Some tooltips will have a source location for the function you're hovering over, but no name. Those are anonymous functions, or functions that were not declared in a way that
allows Luau compiler to track the name. To fill in more names, you may want to make these changes to your code:
`local myFunc = function() --[[ work ]] end` -> `local function myFunc() --[[ work ]] end`
Even without these changes, you can hover over a given bar with no visible name and see it's source location.
As any sampling profiler, this profiler relies on gathering enough information for the resulting output to be statistically meaningful. It may miss short functions if they
aren't called often enough. By default the profiler runs at 10 kHz, this can be customized by passing a different parameter to `--profile=`. Note that higher
frequencies result in higher profiling overhead and longer program execution, potentially skewing the results.
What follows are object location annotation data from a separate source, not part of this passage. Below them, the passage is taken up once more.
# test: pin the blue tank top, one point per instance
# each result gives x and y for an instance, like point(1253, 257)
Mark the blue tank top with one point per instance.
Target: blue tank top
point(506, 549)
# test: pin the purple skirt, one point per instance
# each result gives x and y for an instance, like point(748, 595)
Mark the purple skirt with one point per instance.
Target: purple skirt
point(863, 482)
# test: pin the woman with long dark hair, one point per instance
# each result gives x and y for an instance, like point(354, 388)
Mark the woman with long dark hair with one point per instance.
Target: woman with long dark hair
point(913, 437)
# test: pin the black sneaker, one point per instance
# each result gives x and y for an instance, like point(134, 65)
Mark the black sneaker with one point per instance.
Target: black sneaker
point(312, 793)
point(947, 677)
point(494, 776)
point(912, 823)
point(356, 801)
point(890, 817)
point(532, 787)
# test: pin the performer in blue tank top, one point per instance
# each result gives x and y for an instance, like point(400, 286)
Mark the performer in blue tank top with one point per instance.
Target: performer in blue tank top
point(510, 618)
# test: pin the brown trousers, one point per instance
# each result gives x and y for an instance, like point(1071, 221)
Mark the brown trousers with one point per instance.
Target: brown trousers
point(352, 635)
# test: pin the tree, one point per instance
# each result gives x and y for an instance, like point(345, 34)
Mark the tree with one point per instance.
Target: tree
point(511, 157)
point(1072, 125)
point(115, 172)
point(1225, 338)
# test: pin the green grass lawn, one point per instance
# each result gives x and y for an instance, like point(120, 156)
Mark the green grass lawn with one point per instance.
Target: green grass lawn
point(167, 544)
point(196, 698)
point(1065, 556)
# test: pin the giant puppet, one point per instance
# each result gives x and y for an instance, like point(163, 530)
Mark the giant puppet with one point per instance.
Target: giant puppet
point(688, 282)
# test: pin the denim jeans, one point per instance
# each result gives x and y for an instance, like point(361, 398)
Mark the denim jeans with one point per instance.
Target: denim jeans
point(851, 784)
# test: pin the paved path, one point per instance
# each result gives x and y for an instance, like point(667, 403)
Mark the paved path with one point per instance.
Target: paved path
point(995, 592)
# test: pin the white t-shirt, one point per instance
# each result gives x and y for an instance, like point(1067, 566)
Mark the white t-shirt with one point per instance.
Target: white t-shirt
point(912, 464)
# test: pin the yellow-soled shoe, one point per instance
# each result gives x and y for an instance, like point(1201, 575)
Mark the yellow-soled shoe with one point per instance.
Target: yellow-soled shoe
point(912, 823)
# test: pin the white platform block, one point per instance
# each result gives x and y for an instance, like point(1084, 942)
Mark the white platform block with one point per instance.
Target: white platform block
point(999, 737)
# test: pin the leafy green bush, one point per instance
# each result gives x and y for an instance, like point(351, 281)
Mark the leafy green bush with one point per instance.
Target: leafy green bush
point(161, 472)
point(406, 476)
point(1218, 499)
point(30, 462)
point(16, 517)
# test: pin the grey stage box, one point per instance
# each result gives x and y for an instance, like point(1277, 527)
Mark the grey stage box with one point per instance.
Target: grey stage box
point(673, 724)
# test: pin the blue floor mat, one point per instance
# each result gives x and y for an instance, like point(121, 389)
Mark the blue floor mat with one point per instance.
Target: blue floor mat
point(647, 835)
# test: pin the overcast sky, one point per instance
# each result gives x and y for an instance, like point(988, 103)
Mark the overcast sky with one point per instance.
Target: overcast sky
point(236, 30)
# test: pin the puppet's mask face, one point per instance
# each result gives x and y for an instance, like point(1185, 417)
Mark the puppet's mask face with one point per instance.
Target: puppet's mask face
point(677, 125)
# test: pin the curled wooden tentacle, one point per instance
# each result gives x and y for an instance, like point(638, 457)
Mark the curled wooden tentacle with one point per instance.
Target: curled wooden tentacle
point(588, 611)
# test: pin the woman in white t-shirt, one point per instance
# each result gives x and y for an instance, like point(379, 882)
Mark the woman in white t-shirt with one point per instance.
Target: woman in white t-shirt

This profiler doesn't track leaf C functions and instead attributes the time spent there to calling Luau functions. As a result, when thinking about why a given function is
slow, consider not just the work it does immediately but also the library functions it calls.
This profiler tracks time consumed by Luau thread stacks; when a thread calls another thread via `coroutine.resume`, the time spent is not attributed to the parent thread that's
waiting for resume results. This limitation will be removed in the future.